Although it is reported to be potentially toxic, Cape speckled aloe has been administered in various doses to human and animal subjects without adverse effects. However, when Cape speckled aloe is taken orally, it can cause nausea, vomiting, and diarrhea. Also, skin contact can result in irritation or dermatitis.
USDA Hardiness Zones
Aloe microstigma thrives best in USDA hardiness zones 10 and 11. It can survive in zone 9 with extra protection from frost, but it won’t thrive there. However, if you live outside of these regions, you can still grow aloe microstigma as a houseplant.
Pests and diseases
Like most succulents, Aloe microstigma are susceptible to mealy bugs and fungal leaf spots. This can be avoided by keeping them in well-drained soil and minimizing any risks of over-watering. It’s also important to avoid direct exposure to sunlight, and keep plants in a warm area with indirect sunlight, but out of direct sunlight.

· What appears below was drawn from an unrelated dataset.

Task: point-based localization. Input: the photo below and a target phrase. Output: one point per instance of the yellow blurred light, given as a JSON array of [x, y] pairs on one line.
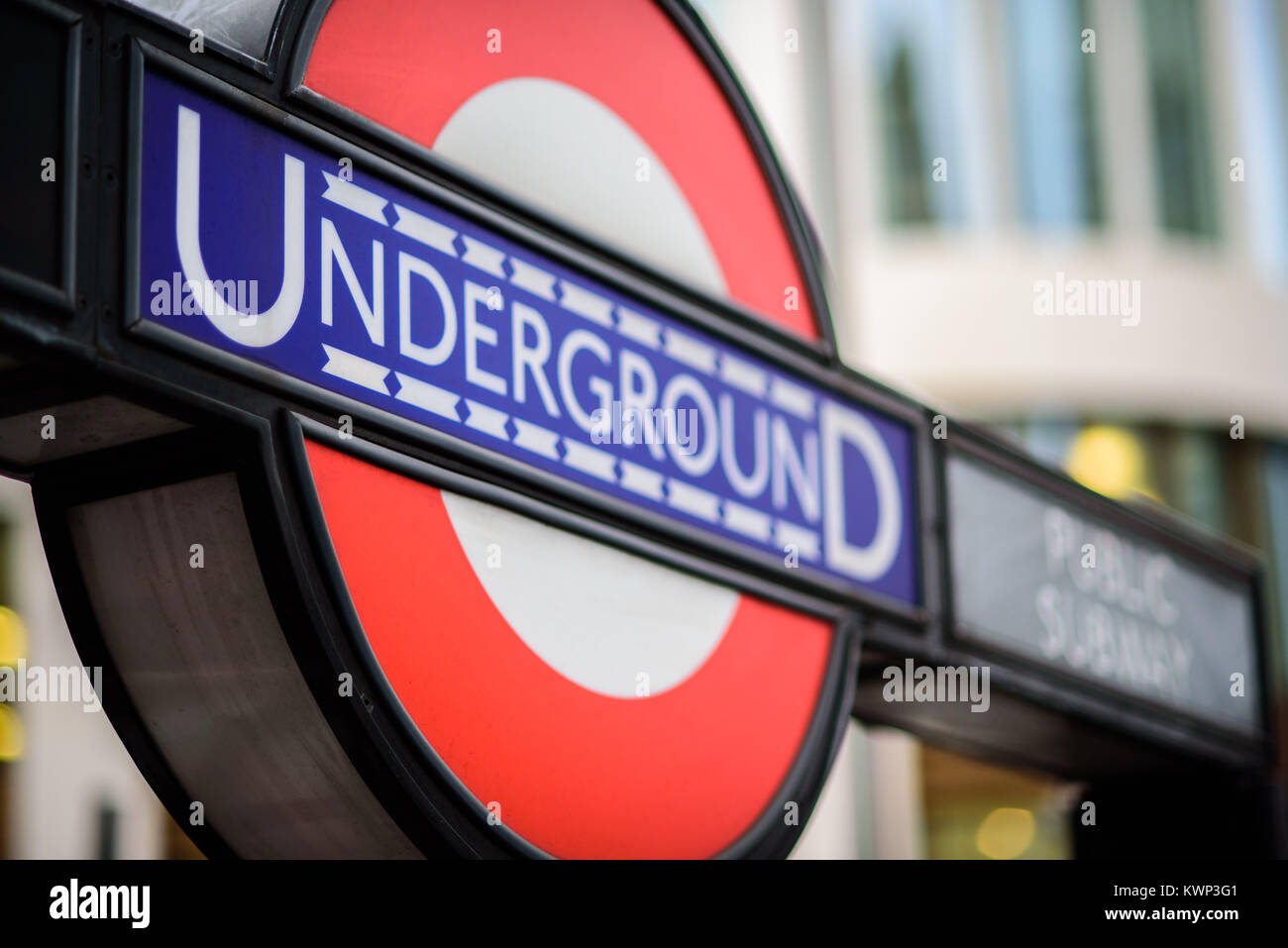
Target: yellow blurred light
[[1005, 833], [11, 734], [1108, 460], [13, 636]]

If your plant develops a disease or pest infestation, treat it immediately using organic insecticides such as neem oil. Never use synthetic pesticides on your plants.
Aloe microstigma grows in tough conditions and produces fantastic flowers. Cape speckled aloes are very slow-growing, so they make fantastic potted plants. They do very well in areas with a mild climate, growing outside during summer and overwintering indoors during winter.
These plants enjoy good light, but not direct sunlight – they need to be sheltered from direct sunlight to prevent burns and damage to their leaves. Full sun can still be beneficial as it helps produce extra chlorophyll for better absorption of nutrients.
Two studies have shown that Aloe microstigma has a significant effect on lowering blood pressure. A common side effect of taking medications to lower blood pressure is dizziness, but there have been no reported adverse effects in patients treated with Aloe microstigma.
The findings of these two trials suggest that we should look further into using medicinal plants as effective, inexpensive alternatives to pharmaceuticals. This can be especially helpful for people who are suffering from hypertension and cannot afford expensive medication.